I only just barely started the new season of Wednesday, then decided to break, and take a shower, so I wouldn’t have to, in the morning. Now that I have shorter hair, I can just do a thing with my hair the next day, even after sleeping on it damp, and it doesn’t look all freaky.
Looks like Wednesday will be a LOT of fun. Excited about that.
I also came across a reel with the general message to keep being weird, because your weird is someone else’s perfect. I think they featured the character of Wednesday as one such example. So, I once again tinkered with my dating profile bios, and added my pic of me as Rogue, just for fun.
AAAAAAAH October Noir’s cover of “Lips Like Sugar.” Damn. Love this song.
Back to the keep being weird reel. Sure, I don’t dress alt/goth, even if I possibly COULD once in awhile, with a few things I own. But I love sequins and color and butterflies and glitter, too, every bit as much as black, and skulls, and Halloween, and all things spooky.
OMFG “Touch” by Wolfsheim. I ran into this song out of nowhere for the first time in MANY many years, I think on my way to the grocery store, then IMMEDIATELY saved it to a playlist. I’d forgotten all about it. Damn, do I ever love sexy music.

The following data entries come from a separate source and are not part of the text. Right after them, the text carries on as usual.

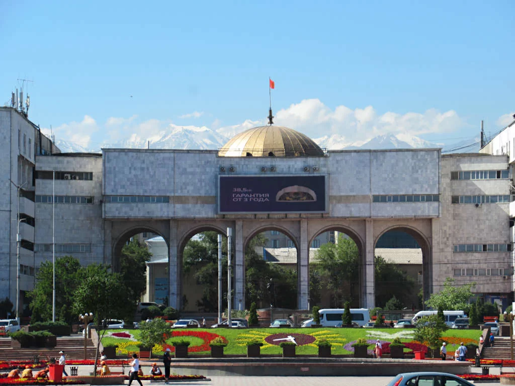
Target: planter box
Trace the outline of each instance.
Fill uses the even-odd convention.
[[[368,353],[367,350],[368,346],[357,346],[354,349],[354,358],[367,358]]]
[[[404,357],[404,346],[390,345],[390,358],[394,359],[402,359]]]
[[[116,347],[114,346],[105,347],[104,348],[104,353],[106,354],[108,359],[116,359]]]
[[[331,358],[331,346],[319,346],[318,358]]]
[[[224,357],[223,346],[211,346],[210,347],[211,347],[211,358]]]
[[[295,345],[288,345],[283,346],[283,358],[295,358]]]
[[[247,346],[247,358],[260,358],[261,356],[261,346],[252,344]]]
[[[187,358],[188,357],[187,346],[176,346],[175,347],[175,357]]]

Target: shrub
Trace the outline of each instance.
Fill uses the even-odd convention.
[[[279,347],[285,347],[286,346],[296,346],[293,342],[281,342],[279,343]]]
[[[263,342],[259,340],[251,340],[247,342],[246,344],[247,346],[259,346],[260,347],[263,346]]]
[[[313,324],[320,324],[320,314],[318,313],[318,311],[320,310],[320,308],[319,307],[317,307],[315,306],[313,307]]]
[[[175,320],[179,318],[179,311],[173,307],[167,307],[163,310],[163,314],[170,320]]]
[[[331,342],[325,338],[317,339],[315,344],[318,347],[331,347],[332,346]]]
[[[258,311],[256,310],[256,304],[255,302],[252,302],[250,305],[250,311],[249,312],[249,325],[255,326],[259,324],[259,320],[258,319]]]
[[[352,345],[352,347],[368,347],[368,342],[367,342],[367,340],[364,338],[358,338],[356,342]]]
[[[400,339],[396,338],[390,343],[390,347],[404,347],[404,344],[401,342]]]
[[[188,347],[191,344],[191,342],[188,340],[178,340],[171,342],[171,345],[174,347]]]
[[[227,341],[223,337],[217,337],[209,342],[209,345],[226,347],[227,345]]]

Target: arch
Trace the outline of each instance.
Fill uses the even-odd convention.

Same thing with Zola Jesus’s “Night.” That one, I first heard as an undergrad, when kiddo was little. Memories!!! For whatever reason, I happened to think of Zola Jesus while building the Rock is Undead playlist and decided to see what I could find on Spotify. Bam, there it was. My fave song of hers.
Back to my point. I worry that maybe my “look” fails at times to attract the rebel non-conformist weirdos I would stand the best chance of getting along with. I don’t think most people would guess I love goth, looking at me, or that I obsess about vampires and (to a lesser extent) werewolves/shifters.
On the brighter side, I’ve been having a LOT of fun lately, experimenting with the clothes I already own, combining them in ways I haven’t yet. And I picked up some really cute bracelets on clearance. Then there’s the jelly bracelets, too!!!
Will have to dust off my artfully-ripped skull tee, for sure. That could be the one that was only available a size too big when I bought it. Either that or my Marilyn Monroe tee were too big from the start. Honestly, they’re both pretty big now, but meh, I can hang onto a FEW things.
I may even creatively incorporate my punky Rogue jewelry into punky outfit choices. It would look killer with the skull tee, for sure! Or even with my book club tee that says, “I hope they have books in hell,” with the skeletal middle finger.
But I would feel like a bit of a poser if I started dressing in black and skulls and such every day.
Someone I knew once said I was “half hippie and half goth.” That feels pretty accurate.
Kiddo and I were on the phone the other day, and she said that the next time I visit HER, that she thinks it would be fun for everyone to do tie dye together. I guess her bf and his bros, even his mom, have NEVER done it?! Which she found rather shocking, since we did it at least a FEW times when she was growing up. Maybe more than a few. She had a pair of white jeans we tie dyed, which she wore to Pride one year. We went to Pride more than once, too.
There was one especially sweet moment, when there had been some family drama that left us both feeling a WAY… and we went to Pride, and she danced and danced. And I said, “See? A pretty boy playing guitar makes everything better.”
Their guitarist was very, very cute. Wistfully, she said, “Yeah,” agreeing with me. He had pastel pink hair and was all about the kids dancing in front of the stage. It was a very healing thing.
Kiddo and I made lots of tie dye t-shirts, over the years, too.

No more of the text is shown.